It would be awesome, but who would do it? And how, I dont know all that much about these worldwide campaigns... So if I would do it, I would at least need a instructor, and in which section of the Forum would that fit in, how would the players participate? 

I could do it if people want it, but I would need help, or at least during the start...


----------



## Stella Cadente (Dec 25, 2006)

Katie Drake said:


> The Imperium definitely doesn't always win Worldwide campaigns. Just look at Eye of Terror for proof.


I think abbadon missing a planet automatically counts as an imperial victory


----------



## WarlordKaptainGrishnak (Dec 23, 2008)

Don't forget for Medusa V, GW heavily relied on gamers having their battle then posting the results to the Medusa V website (later wiped from existense rather strange dont you think) so GW could compile results, as well as instore games. 

How do you safeguard yourself from idiots making multiple accounts and spamming fake results so the Imperium has to win, it had potential, it had a good setup, it had a good storyline...but they fucked it, nough said.

If they do set up another worldwide campaign it will be interesting to see how GW deal with it and if the 'good guys' win yet again

Grish


----------



## Holmstrom (Dec 3, 2008)

The Ultramarines can't lose. They will appear, lol to victory and GW will celebrate.


----------



## El Mariachi (Jun 22, 2008)

The Eye of Terror Campaign was a fairly solid victory for Chaos. Sure, the Imperium did finally manage to seal off the breach as much as possible (re: push a lot of the invading forces back into the Eye) and Abaddon failed to claim his ultimate prize, Cadia, but for the first time in that sector of space, Chaos has a secure foothold and now possesses and has fortified a number of planets in real space around the Cadian system. Indeed, Typhus as actually fully 'nurgilised' a planet to rule as his own if I remember correctly.

Of course there's a caveat, only the players who took part or were around at the time will know this. The current 40k timeline actually ends at the start of the 13th Black Crusade (the Eye of Terror campaign) so technically- it hasn't happened yet as Games Workshop only want to go backwards and 'fill in the gaps' these days. Which is a shame as it advanced the fluff quite nicely, in addition to Chaos gaining a real foothold in Imperial Space:

-The Dark Angels and Space Wolves finally 'get over it' as the chapter masters learn to play nicely.

-Eldrad dies, his soul sucked into one of Abaddon's Blackstone Fortresses (IIRC, they're also known as the Talismans of Vaul and are in fact, necron constructs).

-some other minor stuff I can't remember  Oh, and I believe Creed is made Planetary Governor of Cadia.
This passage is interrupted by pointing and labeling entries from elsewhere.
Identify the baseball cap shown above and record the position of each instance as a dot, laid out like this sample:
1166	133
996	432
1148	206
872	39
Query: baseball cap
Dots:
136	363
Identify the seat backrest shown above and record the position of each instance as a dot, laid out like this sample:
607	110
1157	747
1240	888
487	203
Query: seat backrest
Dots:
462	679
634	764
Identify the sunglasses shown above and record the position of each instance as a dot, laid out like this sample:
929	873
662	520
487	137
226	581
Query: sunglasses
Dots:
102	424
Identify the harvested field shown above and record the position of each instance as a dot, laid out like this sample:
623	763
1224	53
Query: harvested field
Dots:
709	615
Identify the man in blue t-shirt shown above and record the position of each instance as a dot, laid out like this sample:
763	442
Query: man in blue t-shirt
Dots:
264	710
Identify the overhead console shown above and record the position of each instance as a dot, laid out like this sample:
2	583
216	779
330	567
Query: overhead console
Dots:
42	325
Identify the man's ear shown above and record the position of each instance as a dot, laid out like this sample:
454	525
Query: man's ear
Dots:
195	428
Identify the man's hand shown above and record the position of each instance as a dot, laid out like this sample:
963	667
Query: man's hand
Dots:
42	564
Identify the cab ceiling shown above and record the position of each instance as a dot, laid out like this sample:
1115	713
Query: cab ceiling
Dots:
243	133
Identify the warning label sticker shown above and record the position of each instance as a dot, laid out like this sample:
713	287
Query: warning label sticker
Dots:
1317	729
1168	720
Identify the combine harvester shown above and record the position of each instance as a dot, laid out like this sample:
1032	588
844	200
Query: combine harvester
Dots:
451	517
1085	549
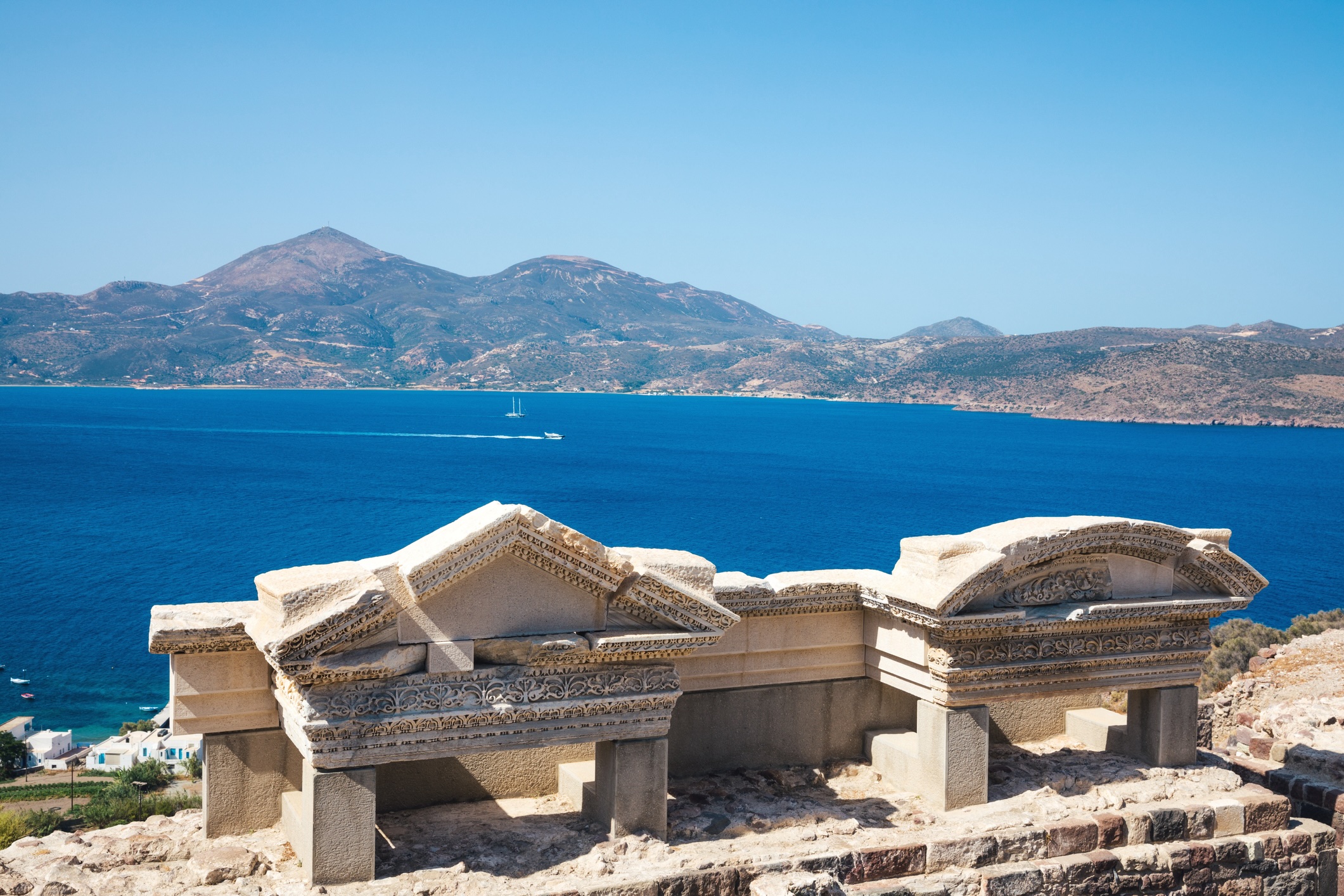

As for a Heresy Online campaign- I'd really be up for that. However, I know other forums have tried it in the past and they've been mediocre at best- too much enthusiasm to get it done quickly. If say, year was spent actually making everything and getting the system in place, and then enthusiasm was generated for it say a couple of months before it was due to start, I reckon it would work! I could only take part in a player format, too many RL commitments at the moment I'm afraid!

Cheers,

El


----------



## Stella Cadente (Dec 25, 2006)

I remember them saying that the eye of terror game would make a difference to future releases and would advance the game further for everyone.

obvious BS of course.


----------



## nightfish (Feb 16, 2009)

Katie Drake said:


> The Imperium definitely doesn't always win Worldwide campaigns. Just look at Eye of Terror for proof.
> 
> That being said, Medusa V was a farce.


Imperium still have Cadia don't they?


----------



## Pssyche (Mar 21, 2009)

"Imperium still have Cadia don't they?"

Let's nuke it from space! It's the only way to be sure...


----------